I am genuinely baffled that people are still fascinated by the saga thirty years on. When asked about it (three or four times a week on average) I offer the choice of truth or myth. The truth might be less interesting, but the myth clearly isn’t the truth. A tough call for any media journalist or presenter. The truth is, I had no plans to ban ‘Relax’. It was a good dance track that powered along. It was well produced and had firmly established Frankie Goes to Hollywood in the top ten. I’ve heard some rather splendid yarns that involve Anglo-Saxon words at whose meaning I can only guess and actions that would enhance
the CV of a demented cage-fighter.
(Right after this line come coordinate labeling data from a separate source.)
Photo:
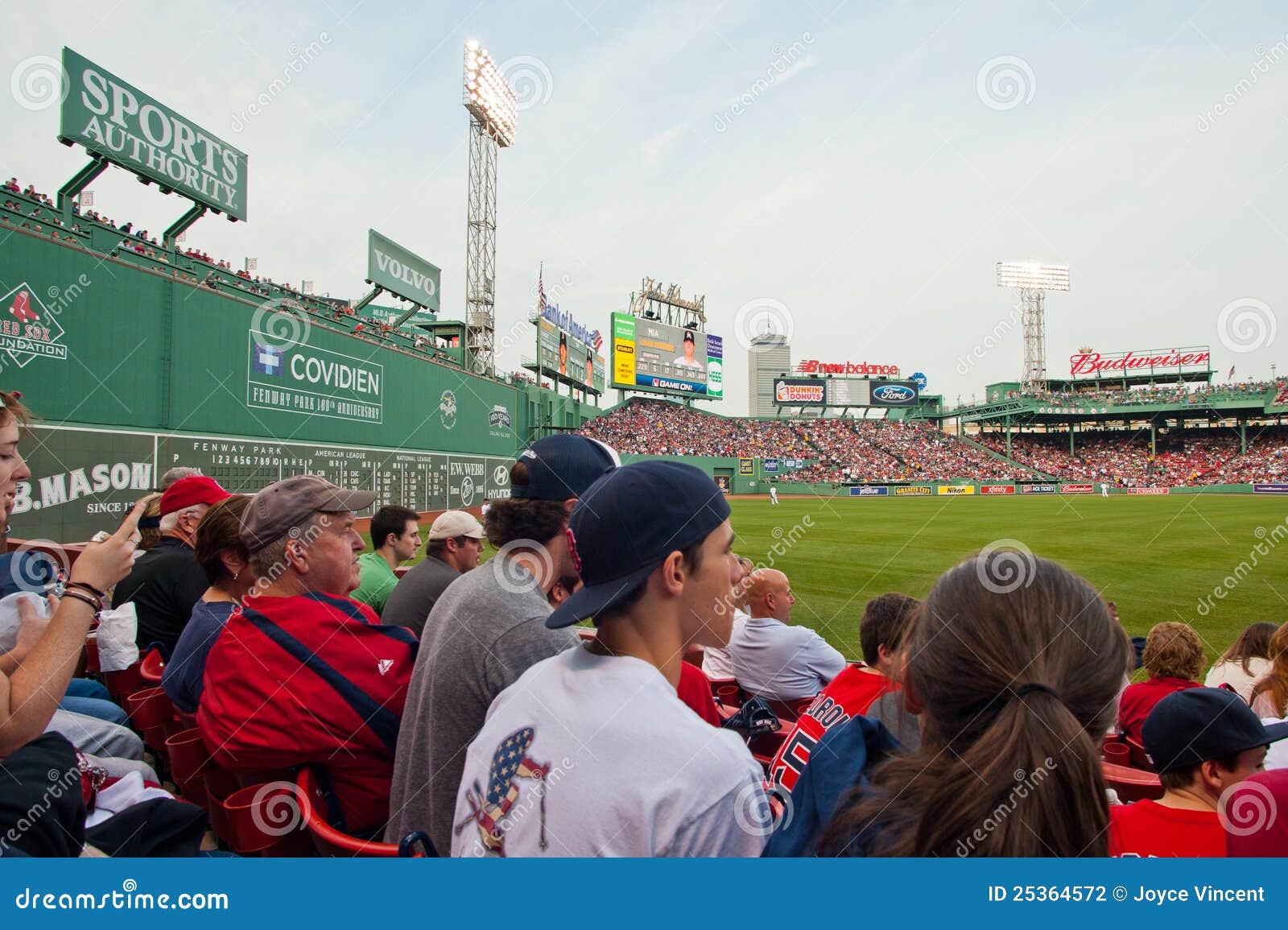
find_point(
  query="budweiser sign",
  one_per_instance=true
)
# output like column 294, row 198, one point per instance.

For these outrageous tales to have even a grain of truth, there would have had to have been at least a hundred people with notebooks and a variety of recording equipment squashed into the Radio One studio. They would also have had to blag their way past Reg, our commissionaire. Not an easy task; Reg and his ilk had kept the Nazis at bay forty years earlier, so upstarts from a red-top on a mission were a pushover. No, the studio in Broadcasting House that morning, as I ploughed my way through the top twenty, contained only me, until Adrian John glided in behind me with a brace of teas from the canteen on the eighth floor. In those days the chart came out at lunchtime on Tuesdays, and we always repeated it on a Wednesday morning, but there was never time to fit all the tracks in. I had ten minutes left and four or five songs, as I remember. I was pondering what to drop, when Adrian pointed out a phallic picture and a few choice words on the back of the Frankies’ record, including the claim that they’d make ‘Duran Duran lick the shit off their shoes’. Hmm, hadn’t spotted that. Well, maybe if I was going to drop something, I’d drop that. It’d be in tomorrow’s show anyway. I don’t recall saying that I was going to ban it; after all I was a BBC employee and had no power to ban anything.

In the meantime, the video had been circulated. My Radio One producer, Paul Williams, arrived home to find his two young daughters watching a couple of sections of the video over and over again, and was horrified when he saw what they depicted. At the same time, it had arrived at TV Centre and found its way to the
Saturday Superstore
office. Our editor, Chris Bellinger, told me that the programme couldn’t be seen to be anywhere near it and as one of the faces of children’s TV, neither could I. Directed by Bernard Rose, the video was set in an S&M-themed nightclub and featured simulated sex, urination and a few other choice scenes that of course they couldn’t show on
Saturday Superstore
or
Top of the Pops
. The song had already been played on both the radio and TV, but in the light of the video it was reviewed. The BBC, I believe, also took the overt advertising
campaign into account. I have no idea who took the decision to ban it, but I know who took the rap. The Frankies’ manager, Paul Morley, quite rightly exploited the situation for all it was worth, with me cast as Wicked Witch of the West. Fair enough, I’d have done exactly the same in his position. The myth that it went from nowhere to number one that week is, of course, exactly that, as was the story of me smashing it violently against the studio wall or uttering a string of expletives that would have made Johnny Rotten blush.